[WCC]Lake Crest Chip Aims At The DNN/AI Sector – 32 GB HBM2, 1 TB/s Bandwidth, 8 Tb/s Access Speeds

Det0x

Golden Member
Sep 11, 2014
1,028
2,953
136
Dont know if this have been posted in this forum yet, but here is a copy from wccftech.

Intel’s Lake Crest Chip Aims At The DNN/AI Sector – 32 GB HBM2, 1 TB/s Bandwidth, 8 Tb/s Access Speeds, More Raw Power Than Modern GPUs
Intel-Nervana.png

Intel has further detailed their Lake Crest chip that will be aiming at the deep neural network sector. The new chip will be based around the Nervana platform which would deliver an unprecedented amount of compute density in silicon that delivers more raw power than modern GPUs.

Intel’s Lake Crest DNN Silicon Detailed – Will Feature More Raw Power Than GPUs

With the rise of AI learning in the tech industry, GPU makers such as NVIDIA and AMD have made chips that are specifically designed for DNN (Deep Neural Network) workloads. Intel wants to enter this ground with the Lake Crest silicon which is said to deliver more raw power than the fastest DNN GPUs available today. The chip will feature technology developed by the deep-learning startup, Nervana.
Intel-Xeon-Lake-Crest-Deep-Learning-Software-Optimization_2-840x485.jpg

“We have developed the Nervana hardware especially with regard to deep learning workloads,” said Rao (Intel VP Datacenter Group and General Manager for AI solutions).”In this area, two operations are often used: matrix multiplication and convolution.” via Silicon.De
Intel-Lake-Crest-and-Knights-Crest-Nervana.jpg

The software/hardware firm was acquired by Intel in August 2016 for more than $350 Million US. The first chip and systems to utilize the new Nervana based technology would be known as Lake Crest and Intel also named the follow up as “Knights Crest”. The Nervana platform which consists of an entire range of deep learning (DL) optimized products which would include Lake Crest and the recently announced ARRIA FPGAs which can also be programmed for special requirements and tasks such as AI learning. Both Lake Crest and ARRIA FPGAs will be working together with Intel’s Xeon processors.

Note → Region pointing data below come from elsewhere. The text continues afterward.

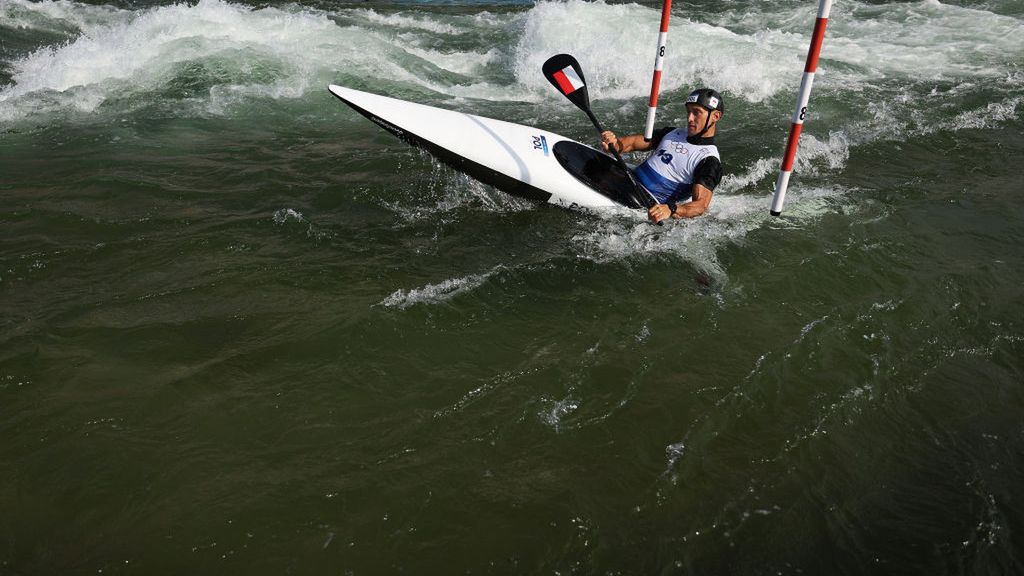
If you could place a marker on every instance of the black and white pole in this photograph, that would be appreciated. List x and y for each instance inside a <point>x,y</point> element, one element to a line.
<point>655,82</point>
<point>824,6</point>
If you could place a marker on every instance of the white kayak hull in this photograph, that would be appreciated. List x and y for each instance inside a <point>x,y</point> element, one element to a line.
<point>520,160</point>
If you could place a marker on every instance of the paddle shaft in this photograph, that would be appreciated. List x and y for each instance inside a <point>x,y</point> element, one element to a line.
<point>641,196</point>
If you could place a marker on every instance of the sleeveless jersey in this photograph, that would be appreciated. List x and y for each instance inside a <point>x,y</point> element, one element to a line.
<point>671,168</point>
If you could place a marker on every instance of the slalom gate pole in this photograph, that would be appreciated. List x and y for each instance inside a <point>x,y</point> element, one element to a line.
<point>655,82</point>
<point>824,6</point>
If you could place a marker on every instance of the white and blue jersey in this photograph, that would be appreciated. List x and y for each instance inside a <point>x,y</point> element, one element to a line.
<point>677,164</point>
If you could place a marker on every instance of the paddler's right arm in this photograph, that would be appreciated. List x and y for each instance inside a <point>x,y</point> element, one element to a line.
<point>633,142</point>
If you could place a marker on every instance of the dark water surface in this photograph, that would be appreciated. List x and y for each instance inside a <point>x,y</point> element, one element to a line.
<point>245,331</point>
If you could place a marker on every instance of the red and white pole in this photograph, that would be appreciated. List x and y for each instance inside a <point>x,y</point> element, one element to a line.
<point>655,83</point>
<point>824,6</point>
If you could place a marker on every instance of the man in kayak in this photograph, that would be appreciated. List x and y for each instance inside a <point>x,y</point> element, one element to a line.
<point>684,170</point>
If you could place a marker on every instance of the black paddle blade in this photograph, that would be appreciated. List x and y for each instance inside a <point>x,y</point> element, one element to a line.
<point>564,73</point>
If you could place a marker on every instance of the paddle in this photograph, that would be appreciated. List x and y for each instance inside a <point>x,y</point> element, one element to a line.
<point>564,73</point>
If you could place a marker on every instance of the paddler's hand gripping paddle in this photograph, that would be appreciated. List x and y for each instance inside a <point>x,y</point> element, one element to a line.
<point>564,73</point>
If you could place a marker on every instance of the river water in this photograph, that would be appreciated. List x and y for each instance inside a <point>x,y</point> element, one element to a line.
<point>243,330</point>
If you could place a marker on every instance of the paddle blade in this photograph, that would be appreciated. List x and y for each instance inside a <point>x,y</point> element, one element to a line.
<point>564,73</point>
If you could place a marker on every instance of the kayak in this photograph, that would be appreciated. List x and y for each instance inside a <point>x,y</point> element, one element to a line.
<point>520,160</point>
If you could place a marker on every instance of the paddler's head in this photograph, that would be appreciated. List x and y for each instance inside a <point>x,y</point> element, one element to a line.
<point>704,109</point>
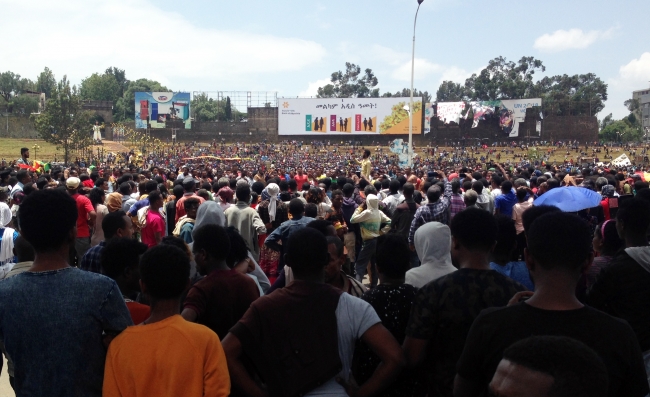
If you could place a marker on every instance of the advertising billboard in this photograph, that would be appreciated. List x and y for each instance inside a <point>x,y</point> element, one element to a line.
<point>348,116</point>
<point>158,108</point>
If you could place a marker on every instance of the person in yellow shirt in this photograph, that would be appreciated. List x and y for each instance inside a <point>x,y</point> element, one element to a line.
<point>366,164</point>
<point>166,355</point>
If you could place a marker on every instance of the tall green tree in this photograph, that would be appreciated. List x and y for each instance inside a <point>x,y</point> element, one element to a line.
<point>228,109</point>
<point>63,122</point>
<point>120,77</point>
<point>45,82</point>
<point>100,87</point>
<point>351,84</point>
<point>206,109</point>
<point>125,106</point>
<point>406,93</point>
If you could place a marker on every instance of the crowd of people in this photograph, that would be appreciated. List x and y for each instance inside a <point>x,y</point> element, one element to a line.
<point>324,271</point>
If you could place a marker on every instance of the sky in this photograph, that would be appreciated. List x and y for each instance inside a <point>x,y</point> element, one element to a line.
<point>293,46</point>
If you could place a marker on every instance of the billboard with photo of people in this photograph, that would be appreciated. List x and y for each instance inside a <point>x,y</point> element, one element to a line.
<point>157,108</point>
<point>343,116</point>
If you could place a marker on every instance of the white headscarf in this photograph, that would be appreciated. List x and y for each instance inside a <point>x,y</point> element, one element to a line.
<point>273,189</point>
<point>5,214</point>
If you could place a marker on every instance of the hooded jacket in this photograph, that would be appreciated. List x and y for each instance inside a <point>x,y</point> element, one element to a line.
<point>370,219</point>
<point>433,245</point>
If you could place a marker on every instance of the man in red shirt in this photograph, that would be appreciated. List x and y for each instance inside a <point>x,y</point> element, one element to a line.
<point>301,178</point>
<point>85,216</point>
<point>154,229</point>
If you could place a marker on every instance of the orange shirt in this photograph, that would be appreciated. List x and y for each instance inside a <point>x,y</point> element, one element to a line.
<point>172,357</point>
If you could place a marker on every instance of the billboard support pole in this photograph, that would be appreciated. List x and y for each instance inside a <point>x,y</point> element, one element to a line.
<point>410,150</point>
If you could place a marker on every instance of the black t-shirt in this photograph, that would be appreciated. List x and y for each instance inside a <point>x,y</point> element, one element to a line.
<point>612,339</point>
<point>623,290</point>
<point>443,312</point>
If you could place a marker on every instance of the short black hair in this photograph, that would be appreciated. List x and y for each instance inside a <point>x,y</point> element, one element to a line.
<point>393,255</point>
<point>506,187</point>
<point>238,249</point>
<point>112,222</point>
<point>338,244</point>
<point>191,202</point>
<point>296,207</point>
<point>506,236</point>
<point>23,249</point>
<point>46,219</point>
<point>311,210</point>
<point>635,215</point>
<point>559,240</point>
<point>475,229</point>
<point>213,239</point>
<point>348,189</point>
<point>306,251</point>
<point>534,212</point>
<point>576,369</point>
<point>243,193</point>
<point>150,186</point>
<point>165,270</point>
<point>321,225</point>
<point>125,188</point>
<point>120,254</point>
<point>154,196</point>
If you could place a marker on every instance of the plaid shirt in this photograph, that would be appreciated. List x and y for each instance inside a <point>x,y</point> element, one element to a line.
<point>457,205</point>
<point>91,260</point>
<point>432,212</point>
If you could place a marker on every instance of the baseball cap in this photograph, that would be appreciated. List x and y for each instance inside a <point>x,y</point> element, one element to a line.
<point>72,182</point>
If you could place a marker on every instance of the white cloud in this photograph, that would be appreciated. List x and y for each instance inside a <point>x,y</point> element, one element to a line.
<point>423,69</point>
<point>79,37</point>
<point>561,40</point>
<point>635,75</point>
<point>312,88</point>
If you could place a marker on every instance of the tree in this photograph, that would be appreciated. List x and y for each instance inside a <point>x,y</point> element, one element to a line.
<point>63,122</point>
<point>46,83</point>
<point>100,87</point>
<point>125,106</point>
<point>351,84</point>
<point>450,92</point>
<point>406,93</point>
<point>120,77</point>
<point>228,109</point>
<point>25,104</point>
<point>206,109</point>
<point>503,79</point>
<point>11,84</point>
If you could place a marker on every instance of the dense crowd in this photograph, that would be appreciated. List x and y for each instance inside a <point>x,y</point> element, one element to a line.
<point>327,270</point>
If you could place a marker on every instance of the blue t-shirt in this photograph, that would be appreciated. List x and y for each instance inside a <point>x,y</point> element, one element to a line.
<point>505,202</point>
<point>52,324</point>
<point>516,271</point>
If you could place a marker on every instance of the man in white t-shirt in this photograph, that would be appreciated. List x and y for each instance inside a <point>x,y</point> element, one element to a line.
<point>301,338</point>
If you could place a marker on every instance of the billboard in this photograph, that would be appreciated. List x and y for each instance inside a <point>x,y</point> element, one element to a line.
<point>348,116</point>
<point>158,108</point>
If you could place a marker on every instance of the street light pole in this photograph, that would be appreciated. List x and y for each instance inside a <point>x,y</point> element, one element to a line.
<point>412,76</point>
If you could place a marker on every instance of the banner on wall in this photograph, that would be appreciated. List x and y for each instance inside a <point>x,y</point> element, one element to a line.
<point>450,111</point>
<point>343,116</point>
<point>513,112</point>
<point>157,108</point>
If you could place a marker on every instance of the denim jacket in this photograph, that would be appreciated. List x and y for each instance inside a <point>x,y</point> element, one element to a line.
<point>52,325</point>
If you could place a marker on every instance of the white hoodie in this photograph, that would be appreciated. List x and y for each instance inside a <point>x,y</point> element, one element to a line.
<point>433,245</point>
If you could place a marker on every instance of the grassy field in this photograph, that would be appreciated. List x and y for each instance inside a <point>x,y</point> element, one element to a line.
<point>10,149</point>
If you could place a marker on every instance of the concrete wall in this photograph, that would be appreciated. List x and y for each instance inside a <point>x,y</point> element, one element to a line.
<point>17,127</point>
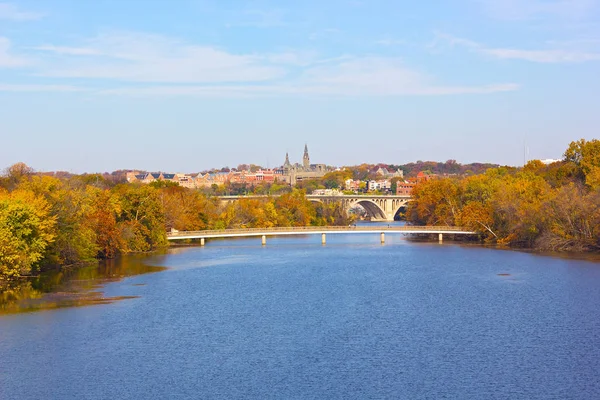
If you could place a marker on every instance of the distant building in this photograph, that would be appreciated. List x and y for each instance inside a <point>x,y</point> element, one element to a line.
<point>405,188</point>
<point>381,185</point>
<point>387,174</point>
<point>549,161</point>
<point>294,173</point>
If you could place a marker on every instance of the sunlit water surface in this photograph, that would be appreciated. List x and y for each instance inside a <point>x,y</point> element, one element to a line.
<point>295,319</point>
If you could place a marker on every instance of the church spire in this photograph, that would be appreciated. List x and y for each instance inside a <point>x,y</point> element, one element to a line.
<point>306,158</point>
<point>287,160</point>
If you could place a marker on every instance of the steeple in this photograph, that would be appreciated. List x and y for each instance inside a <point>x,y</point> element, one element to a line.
<point>287,163</point>
<point>306,158</point>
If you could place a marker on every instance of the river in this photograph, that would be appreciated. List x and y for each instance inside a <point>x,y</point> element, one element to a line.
<point>353,319</point>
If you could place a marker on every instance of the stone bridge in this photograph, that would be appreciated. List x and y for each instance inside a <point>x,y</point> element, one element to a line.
<point>378,208</point>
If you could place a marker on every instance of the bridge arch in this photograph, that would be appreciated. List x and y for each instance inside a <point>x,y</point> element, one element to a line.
<point>374,210</point>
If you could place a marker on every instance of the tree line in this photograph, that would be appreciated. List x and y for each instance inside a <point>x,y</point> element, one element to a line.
<point>52,222</point>
<point>548,207</point>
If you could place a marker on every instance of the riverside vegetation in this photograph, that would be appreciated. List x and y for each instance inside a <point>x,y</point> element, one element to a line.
<point>49,222</point>
<point>552,207</point>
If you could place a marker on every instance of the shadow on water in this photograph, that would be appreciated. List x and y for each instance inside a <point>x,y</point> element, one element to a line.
<point>72,286</point>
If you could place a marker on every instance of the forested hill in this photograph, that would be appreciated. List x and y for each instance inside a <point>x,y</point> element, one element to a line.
<point>549,207</point>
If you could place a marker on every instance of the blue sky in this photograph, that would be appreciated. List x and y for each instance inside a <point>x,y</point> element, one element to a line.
<point>186,85</point>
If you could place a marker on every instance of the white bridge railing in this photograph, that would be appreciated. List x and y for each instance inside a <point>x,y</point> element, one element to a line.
<point>220,233</point>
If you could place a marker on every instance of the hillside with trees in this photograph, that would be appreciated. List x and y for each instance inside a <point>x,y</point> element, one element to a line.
<point>547,207</point>
<point>49,221</point>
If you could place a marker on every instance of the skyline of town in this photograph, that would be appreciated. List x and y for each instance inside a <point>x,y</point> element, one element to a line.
<point>235,167</point>
<point>85,87</point>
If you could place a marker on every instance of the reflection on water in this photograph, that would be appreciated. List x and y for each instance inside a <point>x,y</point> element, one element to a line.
<point>72,287</point>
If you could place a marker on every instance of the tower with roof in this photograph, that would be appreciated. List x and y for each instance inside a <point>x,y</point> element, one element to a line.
<point>306,159</point>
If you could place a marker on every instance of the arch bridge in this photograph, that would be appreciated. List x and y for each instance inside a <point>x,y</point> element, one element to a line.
<point>316,230</point>
<point>378,208</point>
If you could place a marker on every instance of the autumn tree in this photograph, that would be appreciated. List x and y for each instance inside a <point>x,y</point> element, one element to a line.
<point>26,231</point>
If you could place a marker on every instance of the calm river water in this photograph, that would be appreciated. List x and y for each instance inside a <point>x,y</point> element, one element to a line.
<point>297,320</point>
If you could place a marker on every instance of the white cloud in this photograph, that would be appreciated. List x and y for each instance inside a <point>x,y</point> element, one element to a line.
<point>10,12</point>
<point>368,76</point>
<point>530,9</point>
<point>543,56</point>
<point>7,87</point>
<point>152,58</point>
<point>169,67</point>
<point>7,60</point>
<point>539,56</point>
<point>73,51</point>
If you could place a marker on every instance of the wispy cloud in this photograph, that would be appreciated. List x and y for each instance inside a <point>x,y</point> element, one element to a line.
<point>153,58</point>
<point>391,42</point>
<point>11,12</point>
<point>7,59</point>
<point>7,87</point>
<point>368,76</point>
<point>261,19</point>
<point>555,55</point>
<point>152,65</point>
<point>532,9</point>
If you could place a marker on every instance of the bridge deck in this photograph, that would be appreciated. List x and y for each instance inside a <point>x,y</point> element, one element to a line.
<point>312,230</point>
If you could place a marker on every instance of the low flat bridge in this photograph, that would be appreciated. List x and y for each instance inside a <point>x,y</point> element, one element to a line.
<point>378,208</point>
<point>316,230</point>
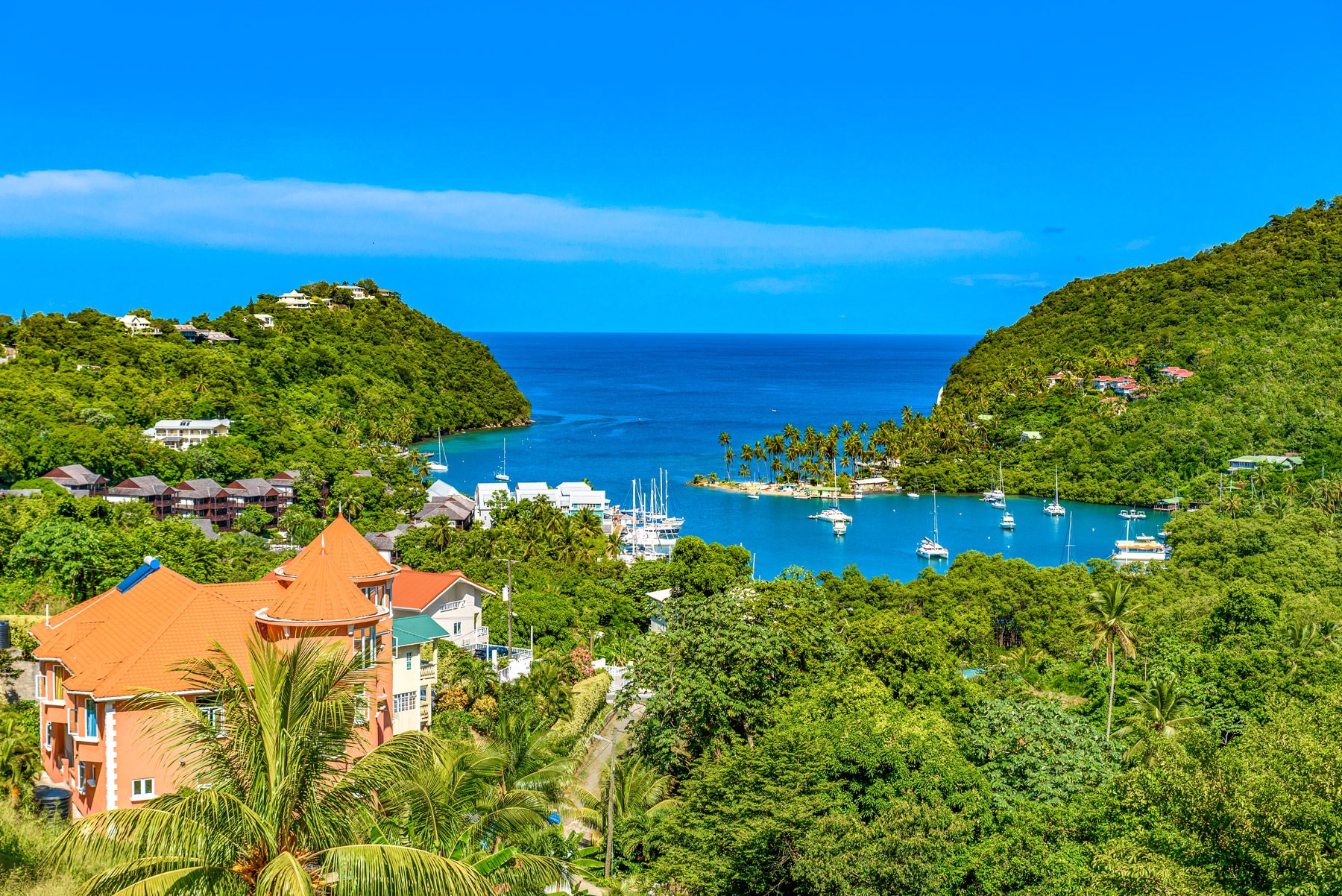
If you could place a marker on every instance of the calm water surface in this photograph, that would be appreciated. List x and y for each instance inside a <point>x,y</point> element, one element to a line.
<point>612,408</point>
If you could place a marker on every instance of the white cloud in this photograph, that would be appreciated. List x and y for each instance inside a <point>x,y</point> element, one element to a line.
<point>1015,280</point>
<point>776,285</point>
<point>295,216</point>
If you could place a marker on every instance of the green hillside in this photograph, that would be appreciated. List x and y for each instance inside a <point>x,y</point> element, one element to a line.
<point>1258,322</point>
<point>325,385</point>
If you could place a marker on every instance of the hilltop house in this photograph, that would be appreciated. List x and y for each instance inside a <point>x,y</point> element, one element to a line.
<point>1179,374</point>
<point>1248,463</point>
<point>78,481</point>
<point>297,300</point>
<point>137,325</point>
<point>97,656</point>
<point>195,334</point>
<point>181,435</point>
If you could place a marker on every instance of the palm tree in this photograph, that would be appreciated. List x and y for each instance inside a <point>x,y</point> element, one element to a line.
<point>1164,713</point>
<point>456,808</point>
<point>439,533</point>
<point>530,758</point>
<point>640,793</point>
<point>278,807</point>
<point>1109,620</point>
<point>20,761</point>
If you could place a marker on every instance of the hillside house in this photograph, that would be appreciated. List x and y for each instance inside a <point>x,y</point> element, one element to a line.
<point>95,656</point>
<point>137,325</point>
<point>1248,463</point>
<point>181,435</point>
<point>78,481</point>
<point>207,499</point>
<point>149,490</point>
<point>414,671</point>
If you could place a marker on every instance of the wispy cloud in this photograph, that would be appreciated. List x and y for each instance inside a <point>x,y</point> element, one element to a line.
<point>776,285</point>
<point>295,216</point>
<point>1013,280</point>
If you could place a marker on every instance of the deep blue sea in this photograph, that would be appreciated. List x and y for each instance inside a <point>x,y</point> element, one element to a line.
<point>612,408</point>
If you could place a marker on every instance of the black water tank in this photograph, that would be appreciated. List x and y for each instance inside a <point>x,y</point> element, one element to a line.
<point>53,802</point>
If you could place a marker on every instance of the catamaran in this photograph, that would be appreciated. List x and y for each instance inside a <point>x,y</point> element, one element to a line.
<point>832,514</point>
<point>439,461</point>
<point>1055,508</point>
<point>932,548</point>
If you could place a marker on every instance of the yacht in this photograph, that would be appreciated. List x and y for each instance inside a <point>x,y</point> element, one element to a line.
<point>503,474</point>
<point>1142,549</point>
<point>438,463</point>
<point>1055,508</point>
<point>932,548</point>
<point>996,493</point>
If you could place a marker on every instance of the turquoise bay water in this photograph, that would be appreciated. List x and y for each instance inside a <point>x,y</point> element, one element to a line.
<point>611,408</point>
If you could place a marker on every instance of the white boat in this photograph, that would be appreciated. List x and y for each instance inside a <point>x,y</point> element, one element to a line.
<point>439,461</point>
<point>1055,508</point>
<point>996,493</point>
<point>1142,549</point>
<point>932,548</point>
<point>503,474</point>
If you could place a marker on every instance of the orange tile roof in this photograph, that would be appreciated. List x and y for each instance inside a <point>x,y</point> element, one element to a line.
<point>120,644</point>
<point>415,589</point>
<point>355,557</point>
<point>321,593</point>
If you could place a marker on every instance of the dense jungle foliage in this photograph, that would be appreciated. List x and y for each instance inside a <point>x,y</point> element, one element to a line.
<point>1255,321</point>
<point>835,734</point>
<point>329,385</point>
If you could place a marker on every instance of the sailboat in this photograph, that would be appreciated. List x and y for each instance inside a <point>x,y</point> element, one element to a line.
<point>996,493</point>
<point>439,461</point>
<point>1053,508</point>
<point>932,548</point>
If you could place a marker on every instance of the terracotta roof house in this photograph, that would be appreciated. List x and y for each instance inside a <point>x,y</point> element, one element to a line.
<point>78,481</point>
<point>204,498</point>
<point>97,656</point>
<point>258,493</point>
<point>151,490</point>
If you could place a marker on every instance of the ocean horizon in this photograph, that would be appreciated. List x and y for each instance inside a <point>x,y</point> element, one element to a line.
<point>617,408</point>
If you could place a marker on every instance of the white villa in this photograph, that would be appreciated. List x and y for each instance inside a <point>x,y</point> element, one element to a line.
<point>137,325</point>
<point>181,435</point>
<point>295,300</point>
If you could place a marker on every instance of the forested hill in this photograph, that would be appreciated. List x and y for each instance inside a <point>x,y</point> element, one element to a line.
<point>322,385</point>
<point>1258,322</point>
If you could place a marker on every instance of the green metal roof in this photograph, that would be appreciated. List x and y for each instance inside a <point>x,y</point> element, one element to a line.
<point>416,629</point>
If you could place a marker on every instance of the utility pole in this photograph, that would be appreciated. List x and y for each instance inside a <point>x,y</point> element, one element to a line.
<point>610,798</point>
<point>508,602</point>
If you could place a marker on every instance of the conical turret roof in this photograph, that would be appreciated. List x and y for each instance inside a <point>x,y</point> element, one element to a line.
<point>353,555</point>
<point>321,593</point>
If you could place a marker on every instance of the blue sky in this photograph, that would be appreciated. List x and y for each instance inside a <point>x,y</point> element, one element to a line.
<point>620,167</point>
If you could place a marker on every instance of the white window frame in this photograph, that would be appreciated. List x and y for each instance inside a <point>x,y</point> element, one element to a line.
<point>140,792</point>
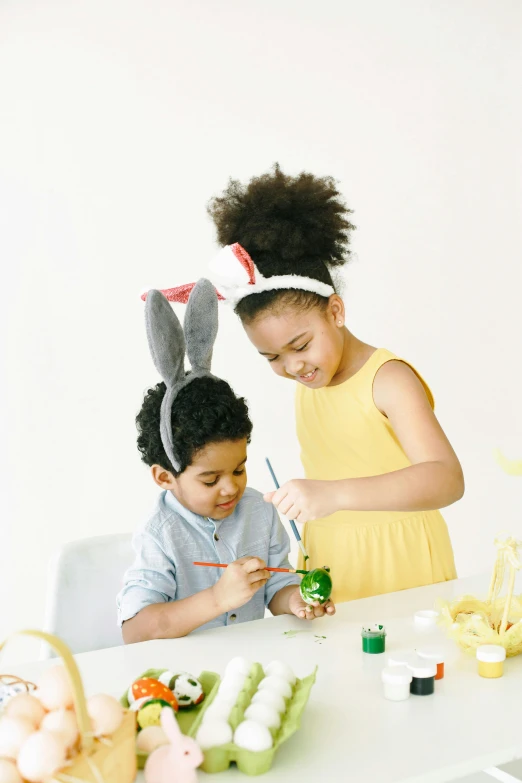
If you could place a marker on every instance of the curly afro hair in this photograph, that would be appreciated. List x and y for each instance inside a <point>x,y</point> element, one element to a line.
<point>290,226</point>
<point>205,411</point>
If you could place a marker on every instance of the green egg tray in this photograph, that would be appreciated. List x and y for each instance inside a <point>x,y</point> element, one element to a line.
<point>247,761</point>
<point>189,718</point>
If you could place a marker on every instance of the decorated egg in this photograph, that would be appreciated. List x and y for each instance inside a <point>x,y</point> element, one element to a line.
<point>150,738</point>
<point>150,713</point>
<point>9,772</point>
<point>64,723</point>
<point>186,688</point>
<point>281,669</point>
<point>54,689</point>
<point>213,733</point>
<point>150,688</point>
<point>106,714</point>
<point>316,585</point>
<point>277,685</point>
<point>251,735</point>
<point>14,732</point>
<point>263,713</point>
<point>26,706</point>
<point>41,756</point>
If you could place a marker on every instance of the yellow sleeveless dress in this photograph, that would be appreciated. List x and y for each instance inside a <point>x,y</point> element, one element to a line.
<point>342,434</point>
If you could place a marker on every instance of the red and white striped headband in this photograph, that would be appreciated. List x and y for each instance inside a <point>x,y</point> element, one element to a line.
<point>235,276</point>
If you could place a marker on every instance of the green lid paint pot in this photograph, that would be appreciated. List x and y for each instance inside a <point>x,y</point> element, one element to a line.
<point>434,655</point>
<point>316,585</point>
<point>491,659</point>
<point>396,681</point>
<point>423,677</point>
<point>374,639</point>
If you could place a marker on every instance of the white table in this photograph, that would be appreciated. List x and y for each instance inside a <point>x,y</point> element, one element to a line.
<point>349,731</point>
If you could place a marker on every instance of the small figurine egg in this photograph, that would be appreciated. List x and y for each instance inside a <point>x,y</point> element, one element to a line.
<point>55,690</point>
<point>150,738</point>
<point>9,772</point>
<point>213,733</point>
<point>281,669</point>
<point>277,685</point>
<point>251,735</point>
<point>263,713</point>
<point>14,732</point>
<point>150,713</point>
<point>106,714</point>
<point>26,706</point>
<point>274,700</point>
<point>41,756</point>
<point>64,723</point>
<point>238,665</point>
<point>152,689</point>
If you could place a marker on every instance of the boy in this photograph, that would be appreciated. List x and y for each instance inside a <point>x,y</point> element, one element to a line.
<point>205,512</point>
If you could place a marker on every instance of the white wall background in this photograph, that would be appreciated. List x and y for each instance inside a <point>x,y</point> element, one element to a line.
<point>120,118</point>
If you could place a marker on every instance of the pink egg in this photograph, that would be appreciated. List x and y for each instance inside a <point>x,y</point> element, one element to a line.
<point>13,734</point>
<point>55,690</point>
<point>64,724</point>
<point>9,772</point>
<point>41,756</point>
<point>26,706</point>
<point>106,714</point>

Intel Lake Crest Chips Will Feature Unprecedented Amount of Compute Density, 32 GB of HBM2 Memory and 8 Terabits per Second Memory Access Speeds

The Lake Crest chip will operate as a Xeon Co-processor but is entirely different to the Xeon Phi hardware. It is specifically designed to boost AI workloads at an unprecedented pace. Intel is using a new architecture to be known as “Flexpoint” which will be used inside the arithmetic nodes of the Lake Crest chip. This will increase the parallelism of arithmetic operations for the chip by a factor of 10. The chip will also feature a MCM (Multi Chip Module) design.
Intel-Xeon-Lake-Crest-Deep-Learning-Features.jpg

AI is still in its early days, Krzanich writes, and the underlying hardware that’s used to execute deep learning tasks is bound to change. “Some scientists have used GPGPUs [general purpose graphical processing units] because they happen to have parallel processing units for graphics, which are opportunistically applied to deep learning,” he writes. “However, GPGPU architecture is not uniquely advantageous for AI, and as AI continues to evolve, both deep learning and machine learning will need highly scalable architectures.” via HPC Wire
Intel-Xeon-Lake-Crest-Deep-Learning-Block-Diagram.jpg

The discrete co-processor will feature a total of 32 GB of HBM2 memory. This will come in the form of four 8-Hi stacks which will deliver a total of 1 TB/s memory speeds at the rated clock speeds of 2 GHz. The Lake Crest chips will be available for testing during first half of 2017 and will be sampled to limited partners in the second half of 2017. Also to note is that the memory access speeds are rated at a whooping 8 Terabits per second.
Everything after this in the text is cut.